Проходит еще месяц напряженной поисковой работы. Собраны многочисленные улики, найдены даже фотографии преступника. И вот последние уточняющие детали следователь получает…
29 декабря 1943 года
— Пигулевский, вам предъявляются четыре фотографии. Кого вы из них узнаете?
— Номер первый — это преподаватель школы Глазунов, номер второй — это Бене, имя-отчество не помню, камер три — Рутченко, номер четыре — Смирнов Виктор.
— Расскажите, что вам известно об этих людях.
— Знаю о Бене с его слов, что он служил в царской армии, участвовал в войне с Японией и в империалистической. Приехал к дочери в Гатчину, где и остался до прихода немецких войск. В школе сначала был преподавателем физкультуры, но фактически не работал, однако зарплату получал. Посещал школу в качестве вольного слушателя. В разговорах восхвалял царский строй и порядки, установленные оккупантами. Неоднократно подчеркивал и вообще любил повторять, что его дедушка происходит из прибалтийских немцев…
Так потянулась ниточка поисков от Пигулевского к Бене и прочим «слушателям» школы. А между тем пробил час окончательного снятия блокады Ленинграда. Ожесточенные бои за город начались…
24 января 1944 года
Один за другим освобождались населенные пункты Ленинградской области. Подошла очередь и многострадальной Гатчины. Наши войска вышли на подступы к городу. Хроника военных лет свидетельствует: жестокий бой разгорелся за деревню Педлино. Пулеметным огнем, хлестнувшим из пролома одного из домов, гитлеровцам удалось остановить наступление. Наши бойцы несли большие потери. И тогда комсорг роты Андрей Сахнов закрыл пролом в стене собственным телом. Рота, как один, рванулась вперед. Деревня была взята. Она находилась в восьми километрах от Гатчины…

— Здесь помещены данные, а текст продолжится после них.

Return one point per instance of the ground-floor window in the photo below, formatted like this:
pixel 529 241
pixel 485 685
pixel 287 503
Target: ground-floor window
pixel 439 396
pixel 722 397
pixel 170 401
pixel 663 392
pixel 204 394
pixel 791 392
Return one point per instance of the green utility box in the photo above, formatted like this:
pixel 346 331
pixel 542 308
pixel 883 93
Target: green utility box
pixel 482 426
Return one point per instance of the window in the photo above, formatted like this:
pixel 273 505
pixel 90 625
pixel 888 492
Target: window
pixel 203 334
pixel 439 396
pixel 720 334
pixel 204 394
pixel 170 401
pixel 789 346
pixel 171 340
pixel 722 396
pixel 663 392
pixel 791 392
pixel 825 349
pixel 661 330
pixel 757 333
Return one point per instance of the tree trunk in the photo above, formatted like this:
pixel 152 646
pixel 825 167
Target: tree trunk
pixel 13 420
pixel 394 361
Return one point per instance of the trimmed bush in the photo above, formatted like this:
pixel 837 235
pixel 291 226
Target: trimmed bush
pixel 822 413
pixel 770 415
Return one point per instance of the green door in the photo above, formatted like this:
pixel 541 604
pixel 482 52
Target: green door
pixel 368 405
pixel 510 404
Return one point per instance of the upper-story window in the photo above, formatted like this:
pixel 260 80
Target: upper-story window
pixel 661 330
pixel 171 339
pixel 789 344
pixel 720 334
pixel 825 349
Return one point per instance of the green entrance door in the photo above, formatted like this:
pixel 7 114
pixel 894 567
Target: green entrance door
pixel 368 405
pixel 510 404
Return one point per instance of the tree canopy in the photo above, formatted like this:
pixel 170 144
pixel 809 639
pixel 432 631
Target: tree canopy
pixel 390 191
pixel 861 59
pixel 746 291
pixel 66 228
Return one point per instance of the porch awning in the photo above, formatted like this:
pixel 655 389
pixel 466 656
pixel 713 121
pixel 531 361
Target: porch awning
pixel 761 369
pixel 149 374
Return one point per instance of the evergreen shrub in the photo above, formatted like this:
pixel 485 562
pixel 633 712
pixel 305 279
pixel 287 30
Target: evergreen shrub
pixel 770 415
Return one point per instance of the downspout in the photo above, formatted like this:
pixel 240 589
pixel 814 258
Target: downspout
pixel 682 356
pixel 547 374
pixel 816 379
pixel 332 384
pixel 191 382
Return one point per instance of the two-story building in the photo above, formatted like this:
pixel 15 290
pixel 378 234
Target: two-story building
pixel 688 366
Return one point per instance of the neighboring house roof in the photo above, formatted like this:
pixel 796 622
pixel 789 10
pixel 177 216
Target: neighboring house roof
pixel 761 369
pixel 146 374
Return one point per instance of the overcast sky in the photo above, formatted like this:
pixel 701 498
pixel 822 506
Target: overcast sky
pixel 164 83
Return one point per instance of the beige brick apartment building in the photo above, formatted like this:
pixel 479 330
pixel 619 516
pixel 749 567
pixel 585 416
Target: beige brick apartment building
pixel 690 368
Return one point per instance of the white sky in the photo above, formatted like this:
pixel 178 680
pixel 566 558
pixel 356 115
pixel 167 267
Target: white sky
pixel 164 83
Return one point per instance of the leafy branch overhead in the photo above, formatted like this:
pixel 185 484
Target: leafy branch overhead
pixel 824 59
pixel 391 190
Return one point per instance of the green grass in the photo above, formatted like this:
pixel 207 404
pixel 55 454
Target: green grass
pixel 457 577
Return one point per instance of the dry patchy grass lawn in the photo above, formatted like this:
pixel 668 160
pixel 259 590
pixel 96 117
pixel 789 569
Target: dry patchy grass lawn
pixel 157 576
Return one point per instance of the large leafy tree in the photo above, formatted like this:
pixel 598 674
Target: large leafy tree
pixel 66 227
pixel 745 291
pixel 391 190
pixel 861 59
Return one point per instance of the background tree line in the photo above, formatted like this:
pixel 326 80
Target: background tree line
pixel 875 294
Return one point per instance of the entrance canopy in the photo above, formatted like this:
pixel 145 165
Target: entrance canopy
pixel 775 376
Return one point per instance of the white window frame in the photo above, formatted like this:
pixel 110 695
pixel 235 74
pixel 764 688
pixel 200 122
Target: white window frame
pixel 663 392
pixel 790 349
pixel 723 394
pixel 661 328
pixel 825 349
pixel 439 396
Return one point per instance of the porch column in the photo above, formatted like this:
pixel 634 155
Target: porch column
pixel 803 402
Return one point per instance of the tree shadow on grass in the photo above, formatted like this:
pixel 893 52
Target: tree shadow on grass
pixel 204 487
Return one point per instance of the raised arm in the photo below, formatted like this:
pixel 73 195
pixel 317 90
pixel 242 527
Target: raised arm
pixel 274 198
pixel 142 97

Вот как далеко еще были наши войска в тот момент, когда в дверь дома № 34 по улице Солодухина в Гатчине раздался торопливый и уверенный стук. Ответа не было. Стук повторился, теперь уже требовательно. Наконец из глубины донеслось:
— Wer ist da? Herr Leutnant?[1]
— Geheim Polizai…[2]
Прямо над головой пролетел самолет, рев его моторов обрушился на город. И в ту же минуту где-то совсем рядом громыхнуло.
— Schneller![3]
Дверь распахнулась. Плотный, кряжистый человек, кланяясь, отступил внутрь.
— Kommen Sie auf! Bitte sehr![4] — суетливо приговаривал он, стараясь поскорее закрыть дверь.

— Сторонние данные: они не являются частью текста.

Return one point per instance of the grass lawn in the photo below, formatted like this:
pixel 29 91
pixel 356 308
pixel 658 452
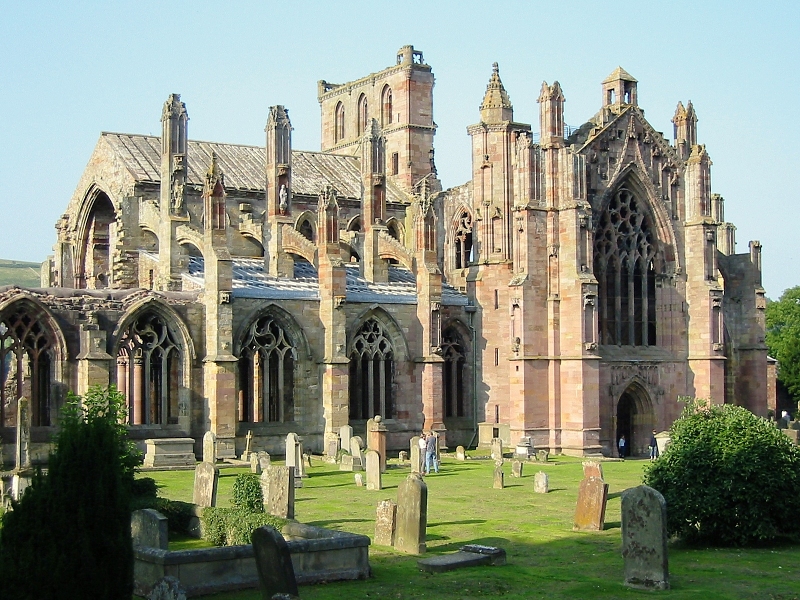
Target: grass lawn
pixel 546 559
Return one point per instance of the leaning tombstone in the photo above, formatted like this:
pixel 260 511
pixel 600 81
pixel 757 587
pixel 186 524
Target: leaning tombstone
pixel 167 588
pixel 541 483
pixel 644 539
pixel 209 447
pixel 592 468
pixel 590 511
pixel 149 529
pixel 206 478
pixel 385 523
pixel 412 515
pixel 373 468
pixel 273 562
pixel 461 454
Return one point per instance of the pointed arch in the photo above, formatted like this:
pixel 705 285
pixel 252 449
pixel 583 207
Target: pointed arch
pixel 32 353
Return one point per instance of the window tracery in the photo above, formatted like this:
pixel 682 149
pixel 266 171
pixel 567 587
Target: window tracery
pixel 266 373
pixel 623 263
pixel 371 373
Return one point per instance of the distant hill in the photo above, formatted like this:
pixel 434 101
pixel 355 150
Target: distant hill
pixel 17 272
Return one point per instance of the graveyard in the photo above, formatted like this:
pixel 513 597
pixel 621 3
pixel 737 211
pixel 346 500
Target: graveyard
pixel 545 556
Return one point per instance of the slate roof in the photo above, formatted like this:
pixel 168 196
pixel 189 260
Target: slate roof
pixel 243 166
pixel 250 281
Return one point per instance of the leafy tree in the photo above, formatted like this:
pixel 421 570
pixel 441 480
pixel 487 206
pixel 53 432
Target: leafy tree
pixel 783 337
pixel 69 535
pixel 728 476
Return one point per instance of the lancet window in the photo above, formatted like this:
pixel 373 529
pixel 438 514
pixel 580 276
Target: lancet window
pixel 623 263
pixel 371 373
pixel 453 352
pixel 26 360
pixel 463 240
pixel 266 374
pixel 149 371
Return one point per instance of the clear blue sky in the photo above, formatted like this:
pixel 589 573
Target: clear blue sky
pixel 69 70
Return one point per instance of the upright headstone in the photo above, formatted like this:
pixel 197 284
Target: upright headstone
pixel 255 465
pixel 644 538
pixel 497 449
pixel 167 588
pixel 541 483
pixel 206 478
pixel 274 563
pixel 592 468
pixel 412 515
pixel 373 468
pixel 415 455
pixel 345 433
pixel 149 529
pixel 498 478
pixel 385 523
pixel 210 447
pixel 590 511
pixel 23 447
pixel 279 499
pixel 461 454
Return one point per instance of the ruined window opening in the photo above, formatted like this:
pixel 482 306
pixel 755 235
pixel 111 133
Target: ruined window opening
pixel 26 362
pixel 454 356
pixel 338 126
pixel 623 263
pixel 149 371
pixel 371 373
pixel 266 374
pixel 463 240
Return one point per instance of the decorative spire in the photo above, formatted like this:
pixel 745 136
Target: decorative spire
pixel 496 105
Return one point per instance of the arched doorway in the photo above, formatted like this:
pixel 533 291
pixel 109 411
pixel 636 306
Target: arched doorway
pixel 635 419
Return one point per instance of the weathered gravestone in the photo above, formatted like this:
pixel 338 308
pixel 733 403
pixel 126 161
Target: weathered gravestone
pixel 497 449
pixel 412 515
pixel 498 478
pixel 592 468
pixel 277 484
pixel 461 454
pixel 274 563
pixel 149 529
pixel 255 465
pixel 209 447
pixel 385 522
pixel 541 483
pixel 416 461
pixel 373 461
pixel 206 478
pixel 590 511
pixel 167 588
pixel 644 539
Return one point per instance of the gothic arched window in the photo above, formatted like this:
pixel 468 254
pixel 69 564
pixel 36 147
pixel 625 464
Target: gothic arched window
pixel 624 250
pixel 266 374
pixel 453 353
pixel 338 125
pixel 386 106
pixel 463 240
pixel 149 371
pixel 371 373
pixel 362 114
pixel 26 358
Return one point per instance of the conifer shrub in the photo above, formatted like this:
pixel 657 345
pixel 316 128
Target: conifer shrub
pixel 728 477
pixel 69 535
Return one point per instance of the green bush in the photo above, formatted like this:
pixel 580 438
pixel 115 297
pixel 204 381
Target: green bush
pixel 234 526
pixel 729 477
pixel 247 492
pixel 69 535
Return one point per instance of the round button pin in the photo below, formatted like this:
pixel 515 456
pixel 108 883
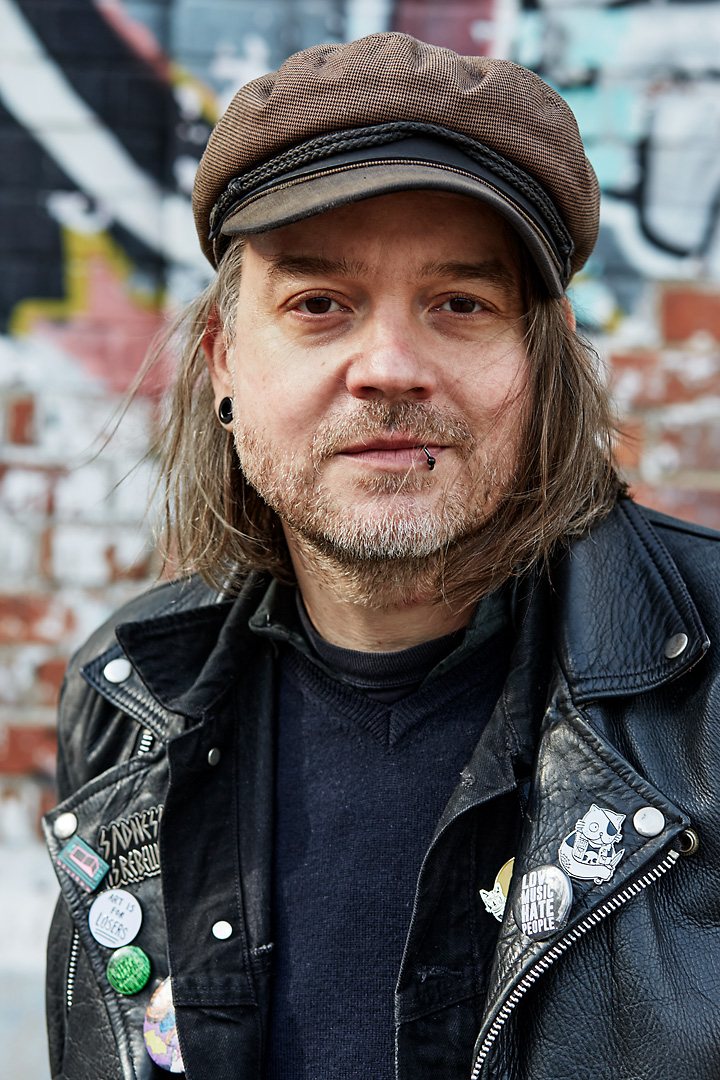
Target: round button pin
pixel 676 645
pixel 543 902
pixel 649 821
pixel 160 1030
pixel 128 970
pixel 65 826
pixel 221 930
pixel 118 670
pixel 114 918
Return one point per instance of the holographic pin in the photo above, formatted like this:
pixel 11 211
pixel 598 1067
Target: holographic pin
pixel 160 1030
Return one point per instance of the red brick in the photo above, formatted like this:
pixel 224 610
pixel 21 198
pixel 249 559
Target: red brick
pixel 50 677
pixel 649 379
pixel 28 751
pixel 136 571
pixel 32 619
pixel 691 505
pixel 21 421
pixel 697 446
pixel 629 445
pixel 684 311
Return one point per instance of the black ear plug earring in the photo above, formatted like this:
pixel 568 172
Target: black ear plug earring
pixel 225 410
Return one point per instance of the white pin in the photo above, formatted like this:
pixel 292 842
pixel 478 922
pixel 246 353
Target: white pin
pixel 114 918
pixel 543 903
pixel 588 852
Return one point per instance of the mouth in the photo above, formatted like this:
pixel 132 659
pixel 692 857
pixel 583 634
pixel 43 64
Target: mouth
pixel 394 450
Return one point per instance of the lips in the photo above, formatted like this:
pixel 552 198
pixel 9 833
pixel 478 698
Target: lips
pixel 391 451
pixel 391 444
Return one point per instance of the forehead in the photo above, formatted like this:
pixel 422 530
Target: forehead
pixel 407 228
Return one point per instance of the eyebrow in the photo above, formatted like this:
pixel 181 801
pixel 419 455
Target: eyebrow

Но вместо одного в дом ввалились трое в штатском. У хозяина брови полезли на лоб:
— Warum…[5], — начал было он, но один из пришедших, высокий черноволосый немец оборвал его:
— Darum![6] — и плотно прикрыл за собой дверь. Двое других обступили хозяина с боков.

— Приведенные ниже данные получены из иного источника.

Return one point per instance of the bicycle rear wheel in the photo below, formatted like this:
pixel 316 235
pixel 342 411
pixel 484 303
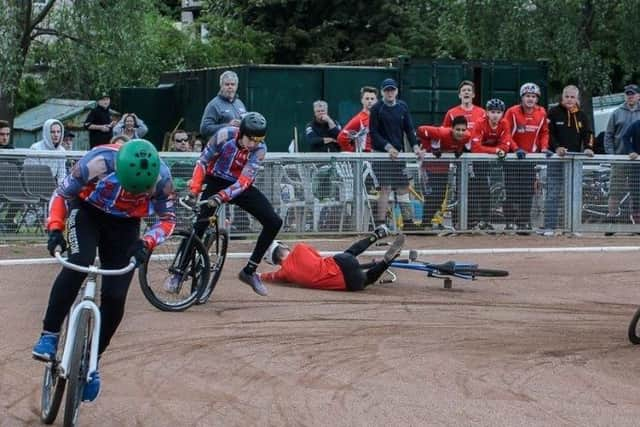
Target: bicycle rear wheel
pixel 78 369
pixel 634 333
pixel 481 272
pixel 176 273
pixel 217 243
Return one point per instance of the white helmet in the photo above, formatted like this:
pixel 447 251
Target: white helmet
pixel 271 251
pixel 530 88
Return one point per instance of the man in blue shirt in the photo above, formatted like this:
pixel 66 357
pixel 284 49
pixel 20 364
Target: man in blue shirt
pixel 389 123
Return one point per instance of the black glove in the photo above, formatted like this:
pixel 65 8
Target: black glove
pixel 56 238
pixel 139 251
pixel 190 199
pixel 214 201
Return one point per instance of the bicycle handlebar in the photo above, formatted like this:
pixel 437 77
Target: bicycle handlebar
pixel 184 204
pixel 94 269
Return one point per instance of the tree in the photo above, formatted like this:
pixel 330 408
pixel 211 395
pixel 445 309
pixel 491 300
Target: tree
pixel 20 24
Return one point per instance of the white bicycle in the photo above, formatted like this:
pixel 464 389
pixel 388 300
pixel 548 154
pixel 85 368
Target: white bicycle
pixel 79 357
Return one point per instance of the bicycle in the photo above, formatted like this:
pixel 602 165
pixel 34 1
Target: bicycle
pixel 79 357
pixel 445 271
pixel 183 258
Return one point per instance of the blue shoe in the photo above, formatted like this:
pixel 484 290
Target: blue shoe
pixel 92 387
pixel 45 348
pixel 254 281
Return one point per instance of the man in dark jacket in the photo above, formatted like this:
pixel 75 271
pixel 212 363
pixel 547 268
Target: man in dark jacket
pixel 569 131
pixel 389 122
pixel 99 122
pixel 322 132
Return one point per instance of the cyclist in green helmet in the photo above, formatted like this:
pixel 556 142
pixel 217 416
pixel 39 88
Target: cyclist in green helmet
pixel 101 202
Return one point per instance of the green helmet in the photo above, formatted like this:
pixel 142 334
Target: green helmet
pixel 137 166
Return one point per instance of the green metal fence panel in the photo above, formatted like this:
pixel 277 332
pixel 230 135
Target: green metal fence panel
pixel 284 95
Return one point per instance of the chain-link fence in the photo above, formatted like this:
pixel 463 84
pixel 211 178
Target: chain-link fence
pixel 351 193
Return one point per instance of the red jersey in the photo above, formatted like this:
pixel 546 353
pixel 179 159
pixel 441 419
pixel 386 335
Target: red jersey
pixel 488 140
pixel 358 125
pixel 474 116
pixel 528 131
pixel 306 267
pixel 440 138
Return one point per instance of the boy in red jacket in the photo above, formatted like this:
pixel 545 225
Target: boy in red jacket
pixel 355 135
pixel 489 137
pixel 437 140
pixel 304 266
pixel 527 124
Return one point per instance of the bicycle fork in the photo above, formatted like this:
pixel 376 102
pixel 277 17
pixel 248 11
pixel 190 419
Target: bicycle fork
pixel 87 303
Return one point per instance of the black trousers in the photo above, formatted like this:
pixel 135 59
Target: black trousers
pixel 252 201
pixel 357 276
pixel 91 228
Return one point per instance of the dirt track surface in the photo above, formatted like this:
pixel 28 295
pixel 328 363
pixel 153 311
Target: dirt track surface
pixel 546 346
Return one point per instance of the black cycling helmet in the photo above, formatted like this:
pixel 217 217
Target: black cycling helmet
pixel 495 104
pixel 253 125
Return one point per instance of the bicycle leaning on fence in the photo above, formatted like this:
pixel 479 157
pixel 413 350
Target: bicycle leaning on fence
pixel 73 366
pixel 185 269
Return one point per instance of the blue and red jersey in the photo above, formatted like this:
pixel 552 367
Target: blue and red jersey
pixel 93 179
pixel 225 158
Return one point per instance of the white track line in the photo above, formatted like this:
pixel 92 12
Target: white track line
pixel 421 252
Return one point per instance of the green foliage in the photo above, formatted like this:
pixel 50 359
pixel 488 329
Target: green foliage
pixel 30 94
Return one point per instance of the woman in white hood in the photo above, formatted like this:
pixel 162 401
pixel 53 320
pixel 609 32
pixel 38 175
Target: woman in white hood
pixel 52 132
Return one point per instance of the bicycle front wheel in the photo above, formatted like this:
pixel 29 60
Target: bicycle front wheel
pixel 217 243
pixel 634 335
pixel 176 273
pixel 78 368
pixel 52 390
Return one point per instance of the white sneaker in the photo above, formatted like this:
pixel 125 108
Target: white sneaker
pixel 172 284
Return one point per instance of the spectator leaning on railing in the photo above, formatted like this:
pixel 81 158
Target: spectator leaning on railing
pixel 618 124
pixel 631 141
pixel 225 109
pixel 527 124
pixel 569 131
pixel 52 132
pixel 131 126
pixel 322 132
pixel 355 135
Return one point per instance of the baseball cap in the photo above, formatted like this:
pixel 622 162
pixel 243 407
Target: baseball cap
pixel 631 88
pixel 389 83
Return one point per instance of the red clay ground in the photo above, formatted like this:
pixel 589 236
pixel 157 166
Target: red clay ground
pixel 546 346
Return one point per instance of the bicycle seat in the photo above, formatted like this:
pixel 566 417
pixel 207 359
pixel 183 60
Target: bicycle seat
pixel 448 267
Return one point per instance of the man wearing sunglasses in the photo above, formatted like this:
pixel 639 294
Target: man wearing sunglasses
pixel 181 141
pixel 228 166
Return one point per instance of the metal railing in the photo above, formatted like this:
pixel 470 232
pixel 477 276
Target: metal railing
pixel 351 192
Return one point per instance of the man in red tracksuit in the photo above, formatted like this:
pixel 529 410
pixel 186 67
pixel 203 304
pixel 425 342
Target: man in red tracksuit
pixel 527 124
pixel 490 136
pixel 354 136
pixel 473 113
pixel 437 140
pixel 304 266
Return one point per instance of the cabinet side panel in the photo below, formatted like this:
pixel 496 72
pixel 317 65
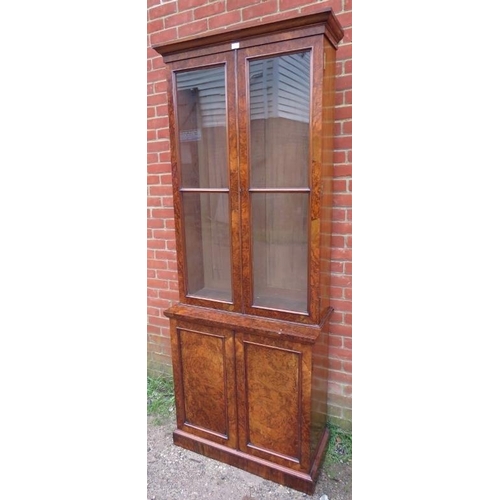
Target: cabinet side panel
pixel 319 389
pixel 273 398
pixel 202 366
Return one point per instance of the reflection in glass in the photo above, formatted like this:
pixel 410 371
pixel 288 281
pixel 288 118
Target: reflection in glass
pixel 207 239
pixel 279 180
pixel 201 105
pixel 202 139
pixel 279 250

— Was wollen sie? Ich frage: was wollen sie?[7]
«Гость» пристально оглядывал хозяина, словно примериваясь к чему-то. «Рост средний, телосложение плотное, плечи опущены, волосы русые, редкие, лоб высокий, лицо овальное, брови дугообразные, нос длинный, губы тонкие, уши большие…»
— Гражданин Бене? — неожиданно заговорил он по-русски чистым высоким и таким торжественно-строгим тоном, что от дурного предчувствия у хозяина задрожали руки.